I'm leaving them here because anyone trying to reproduce this benchmark will hit several of them, and having them consolidated in one place saves a lot of time.

Gotcha #1: Why does ingestion fail with "Filterable metadata must have at most 2048 bytes"?

On the first ingestion attempt, all 5 KBs failed with the same error:

Invalid record for key '<uuid>': 
Filterable metadata must have at most 2048 bytes
(Service: S3Vectors, Status Code: 400)

S3 Vectors has a 2,048-byte limit on "filterable" metadata per vector. By default, Bedrock KB puts two things in as filterable: AMAZON_BEDROCK_TEXT (the chunk text) and AMAZON_BEDROCK_METADATA (document metadata). Almost any reasonably sized chunk exceeds 2 KB with the text alone.

The fix: when creating the S3 Vectors index, explicitly declare those fields as non-filterable:

resource "aws_s3vectors_index" "strategies" {
  # ... other fields ...
  metadata_configuration {
    non_filterable_metadata_keys = [
      "AMAZON_BEDROCK_TEXT",
      "AMAZON_BEDROCK_METADATA",
    ]
  }
}

🚨 ProTip #5: S3 Vectors indexes are immutable. If you create an index without this setting and realize later, there's no way to edit it: you have to terraform destroy and apply again. Verify this before provisioning.

Gotchas #2-4: Why does the CUSTOM chunker Lambda fail with "Access denied for lambda:InvokeFunction"?

Setting up a Lambda chunker sounds straightforward on paper: write the code, give it IAM permissions, done.

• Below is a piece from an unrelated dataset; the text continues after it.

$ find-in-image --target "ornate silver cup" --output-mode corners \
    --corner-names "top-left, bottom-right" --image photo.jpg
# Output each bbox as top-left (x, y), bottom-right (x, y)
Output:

In practice, I had to solve three distinct problems that manifest with very similar errors. If you fix only one or two of them, it keeps failing with what looks like the same message.

Problem 1: Missing aws_lambda_permission

First error:

Access denied for lambda:InvokeFunction for Lambda function ARN
arn:aws:lambda:us-east-1:...:function:...-chunker:$LATEST.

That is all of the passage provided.